# Final Fantasy 8



## chongjasmine (Aug 19, 2009)

Will you classify it under science fiction or fantasy?


----------



## Cayal (Aug 20, 2009)

Science Fiction.

Off topic, FFVIII has the best opening and best parade sequence.


----------



## devilsgrin (Aug 20, 2009)

def Science Fiction. Magic, yes, but the remainder of the game/story is tech.

Agreed Cayal. It also has an exceptional ending


----------



## Karn Maeshalanadae (Aug 20, 2009)

Yeah, science fiction.  I remember when FF actually used to be fantasy.

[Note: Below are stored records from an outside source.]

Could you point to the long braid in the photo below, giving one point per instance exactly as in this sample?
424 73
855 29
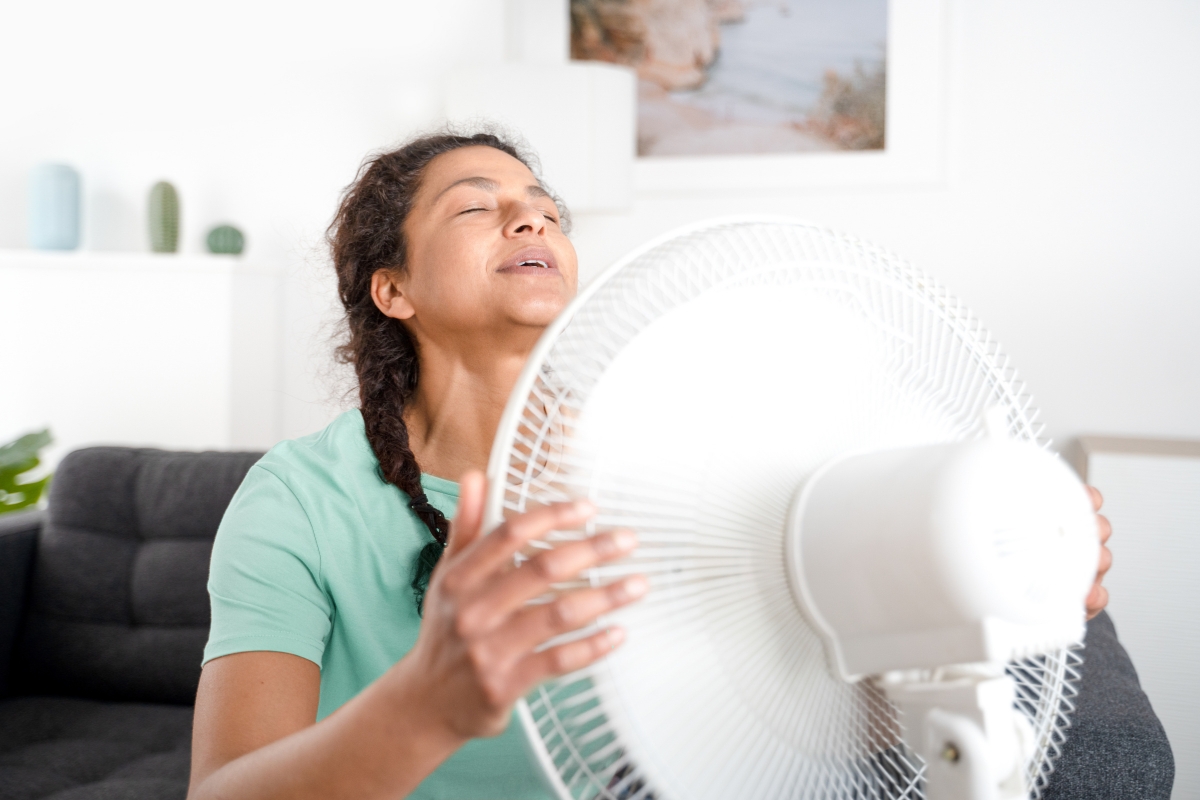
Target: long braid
367 235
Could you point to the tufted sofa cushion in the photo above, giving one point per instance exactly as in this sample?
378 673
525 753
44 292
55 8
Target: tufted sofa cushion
67 749
118 608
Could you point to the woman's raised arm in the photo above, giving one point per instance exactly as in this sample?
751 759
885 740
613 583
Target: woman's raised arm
256 733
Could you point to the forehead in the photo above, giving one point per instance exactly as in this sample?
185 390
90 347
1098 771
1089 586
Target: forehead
466 163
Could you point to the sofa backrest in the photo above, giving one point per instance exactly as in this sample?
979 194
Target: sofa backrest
118 607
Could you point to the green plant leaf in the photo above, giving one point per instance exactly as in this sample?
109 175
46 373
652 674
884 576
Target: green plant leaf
17 458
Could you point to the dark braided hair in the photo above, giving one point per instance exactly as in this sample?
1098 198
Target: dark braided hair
367 234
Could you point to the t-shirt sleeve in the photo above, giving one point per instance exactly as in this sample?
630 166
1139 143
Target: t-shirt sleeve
264 579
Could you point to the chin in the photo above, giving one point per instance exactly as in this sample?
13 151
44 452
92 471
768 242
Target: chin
539 313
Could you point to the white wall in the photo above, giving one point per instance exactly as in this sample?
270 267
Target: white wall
1067 217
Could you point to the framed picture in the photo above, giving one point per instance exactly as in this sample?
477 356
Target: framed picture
778 94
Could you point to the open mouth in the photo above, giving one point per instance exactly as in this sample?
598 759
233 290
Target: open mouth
531 260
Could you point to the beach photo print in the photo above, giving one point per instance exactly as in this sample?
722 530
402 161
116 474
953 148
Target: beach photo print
741 77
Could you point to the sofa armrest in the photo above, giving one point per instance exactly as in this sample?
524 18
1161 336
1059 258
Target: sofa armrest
18 543
1115 746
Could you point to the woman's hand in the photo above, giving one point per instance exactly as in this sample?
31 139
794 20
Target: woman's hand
1098 597
478 650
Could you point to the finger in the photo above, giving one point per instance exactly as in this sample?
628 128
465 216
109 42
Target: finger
497 548
1097 600
565 659
509 591
1104 565
571 611
469 517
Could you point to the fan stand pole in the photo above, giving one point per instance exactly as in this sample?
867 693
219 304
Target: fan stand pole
969 734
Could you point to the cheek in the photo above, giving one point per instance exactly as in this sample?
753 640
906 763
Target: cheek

Apparently, though, they decided it would be funny to toss in a heck load of tech into the mix at some point and, in my opinion, ruin the series.


----------



## Cayal (Aug 21, 2009)

I dont mind the Technical aspects of it.

It has a flavour of both aspects IMO.


----------



## devilsgrin (Aug 21, 2009)

i enjoy the almost unholy combination of magic and tech that make Final Fantasy somewhat unique for an RPG... if nothing else it differentiates FF from Western Fantasy games... like all the D&D based ones (which that majority of which i enjoy immensely)... and anything Star Wars (which is Fantasy in Space... rather than actual Sci-Fi).


----------



## chongjasmine (Aug 23, 2009)

Final Fantasy 8 has a wonderful love story.


----------



## devilsgrin (Aug 23, 2009)

yes, s.gal, yes it does.

Squall and Rinoa are a great love story... especially for a game. of course theres also Cid and Edea who aren't that bad a love story either... 
- side-note... Edea becomes my favourite playable character as soon as she joins. - i love seeing how obvious it is that Lulu evolved out of her and Quistis for FFX... who is my favourite character in FFX, and who are my favourite characters in FFVIII besides Squall himself.


----------



## UniqueAlias (Oct 16, 2009)

FF8 Was the second one that I actually got far in, it wasn't anywhere near as great as number seven, but I still really liked it.


----------